Я, долгое время, ничего не знал о Кустиной и о молодом учителе Михаиле Потаповиче. Правда, даже если бы мне и было что-то известно, – это положение бы не изменило.

По осени всегда нужны были руки: взрослые не успевали убирать урожай и нас школьников старших классов, едва только мы начинали учиться – отрывали от занятий и направляли на уборку картофеля, свеклы, хмеля.


Хмель – культура для колхоза была новая. Он плетями вился по проводам, забираясь высоко в небо. В его зарослях было хорошо прятаться и любезничать с девчонками. К тому же, в пору созревания, хмель пьянил и как-то особенно действовал на нас. Многим из моих одноклассников нравилось это время. Я тоже любил его и работал с удовольствием.


Однажды, в один из теплых осенних дней мы убирали хмель, и я оказался рядом с Наташей и несколько в стороне от своих одноклассников. Кустина, срывая в корзину шишки хмеля, спросила у меня:


– Юра, ты на уроках так на меня смотришь. Ты что влюблен в меня? Ну, не молчи, говори, говори же? Да! – Я весь покраснел. В горле у меня стало сухо. Но я ответил ей пусть и незнакомым для себя голосом. Слова, которые я тогда произнес: «Да, ты ведь это знаешь!» – мне приятны, и сейчас по прошествии многих-многих лет.


– Хорошо, – донесся до меня тонкий голосок девушки, – я разрешаю тебе любить меня. – Она уже знала себе цену. За ней ребята бегали табуном. Я же еще был неуклюжим подростком и вряд ли мог интересовать девушек, тем более ее, Наташу Кустину.

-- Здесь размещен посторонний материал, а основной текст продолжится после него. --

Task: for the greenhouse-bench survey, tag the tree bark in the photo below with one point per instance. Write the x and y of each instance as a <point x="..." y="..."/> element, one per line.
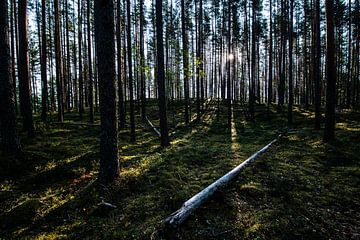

Наш разговор был подслушан Женей Фоковым. Я о том даже не подозревал. Он слова девушки воспринял как признание мне в любви. Мой товарищ тогда просто взбесился. Я с ним расстался – вернее он со мной: не видел, и слышать не желал, но находился рядом. Меня к Наташе Кустиной влекло, и я не заметил ухода Фокова в себя, а иначе бы удержал его.


Я долго чувствовал перед товарищем вину за то, что он после с собой сотворил. И по сей день, его поступок у меня не выходит из памяти и никогда не сотрется. Мне было Фокова искренне жалко. А вот наша подруга угрызений совести не испытала. В этом я уверен.


Наташа Кустина была лучшей ученицей нашего класса, а я числился в середнячках и то не всегда. Был ей не пара. Вот Фоков это другое дело. Но что-то все-таки объединяло нас. В детстве, возможно, это была телега, в которой мы играли, в юности – неосознанные желания любить и быть любимым. Эти желания переполняли и моих друзей: Семена, Светлану, Надежду, Виктора. Наташа тоже была им подвержена. Особенно они действовали на Женю. Возможно, из-за того, что Кустина не обращала на него внимания. Я также был у Фокова под прицелом как претендент на руку и сердце нашей подруги. Не знаю, как он реагировал на Михаила Потаповича. Я думаю, он его просто не замечал, игнорировал. А напрасно, Ната, я не раз видел, находясь рядом с учителем физики, опускала вниз глаза. Обычно Фоков всегда был на высоте в любых школьных делах, а тут вдруг сник: забросил учебу и наотрез стал отказываться от общественной работы. Он был редактором классной стенной газеты и порой не раз меня выручал тем, что не давал хода критическим статьям обо мне. Я ему был за то благодарен. А тут хоть о нем самом пиши: в дневнике у парня стали появляться не только тройки, но даже и двойки, чего раньше никогда не было и не могло быть. Девятый класс ему дался тяжело. От Жени такого никто не ожидал.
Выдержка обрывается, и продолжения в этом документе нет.